Not in my view.  To begin with, there is no sign of any material increase in our sustainable growth rate.  Numbers released by the Minister himself project real GDP to grow at the rate of 4.0% in the year to March 2015 (the year we’re already in), but then drift back to 3.0% in the following year and a very modest 2.1% in each of the two following years.  Not a chance of catching Australia by 2025 at that rate, or by 2045 for that matter, despite the Government’s signing up to close the gap by 2025 when it first came to office in 2008.

Nor is there any sign of a fundamental improvement in the balance of payments current account, or evidence that the Government knows how to achieve its target of getting exports of goods and services up to 40% of GDP.  In the year to March 2014, the current account deficit was 3.1% of GDP, the lowest figure for many years.  But it is projected to increase steadily from that low point to reach 6.3% of GDP by the 2017/18 year.  In other words, our dependence on the savings of foreigners will continue to grow from its already high level.
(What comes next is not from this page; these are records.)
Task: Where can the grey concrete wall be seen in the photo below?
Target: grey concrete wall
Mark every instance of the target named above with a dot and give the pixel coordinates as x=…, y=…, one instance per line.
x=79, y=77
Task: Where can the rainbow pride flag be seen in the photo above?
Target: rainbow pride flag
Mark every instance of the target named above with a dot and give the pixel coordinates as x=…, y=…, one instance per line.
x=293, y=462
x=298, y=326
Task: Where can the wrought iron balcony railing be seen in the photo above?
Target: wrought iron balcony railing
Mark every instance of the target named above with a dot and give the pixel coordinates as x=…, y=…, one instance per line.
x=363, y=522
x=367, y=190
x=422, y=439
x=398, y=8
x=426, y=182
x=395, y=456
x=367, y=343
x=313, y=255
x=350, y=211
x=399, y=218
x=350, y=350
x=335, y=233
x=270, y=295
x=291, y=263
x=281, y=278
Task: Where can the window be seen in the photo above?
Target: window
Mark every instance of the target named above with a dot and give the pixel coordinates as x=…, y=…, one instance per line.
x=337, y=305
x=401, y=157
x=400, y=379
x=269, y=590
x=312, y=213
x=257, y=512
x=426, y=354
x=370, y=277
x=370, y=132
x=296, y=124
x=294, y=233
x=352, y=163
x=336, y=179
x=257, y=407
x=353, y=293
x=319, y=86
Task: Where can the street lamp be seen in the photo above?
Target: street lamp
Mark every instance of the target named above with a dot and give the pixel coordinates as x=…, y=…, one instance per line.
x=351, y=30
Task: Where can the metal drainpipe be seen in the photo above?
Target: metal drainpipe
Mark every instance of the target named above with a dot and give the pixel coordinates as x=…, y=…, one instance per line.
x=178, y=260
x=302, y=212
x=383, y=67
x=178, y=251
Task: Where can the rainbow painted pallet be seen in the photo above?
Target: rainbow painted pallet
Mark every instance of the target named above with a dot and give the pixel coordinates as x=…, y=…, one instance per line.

And there is no sign either of any willingness to explain to the public the longer-term implications of our current policy track, driven in large part by the costs associated with the steady ageing of the population.  John Key remains adamantly committed to not increasing the age of eligibility for New Zealand Superannuation, even though most similar countries have already flagged the need to start raising the age at which people become eligible for their taxpayer-funded pension, with Australia talking about raising the age to 70.  And nobody has yet talked about the fiscal challenges of providing healthcare, and frequently residential care, for the growing numbers of people who will live well beyond 65, indeed well beyond 85.

Yes, by conventional standards, a good budget.  Compared with the kind of budget a Labour/Greens Government would bring down, an excellent budget.  But not one designed to deal with the fundamental structural problems we still face, as Jamie Whyte’s alternative budget tried to do.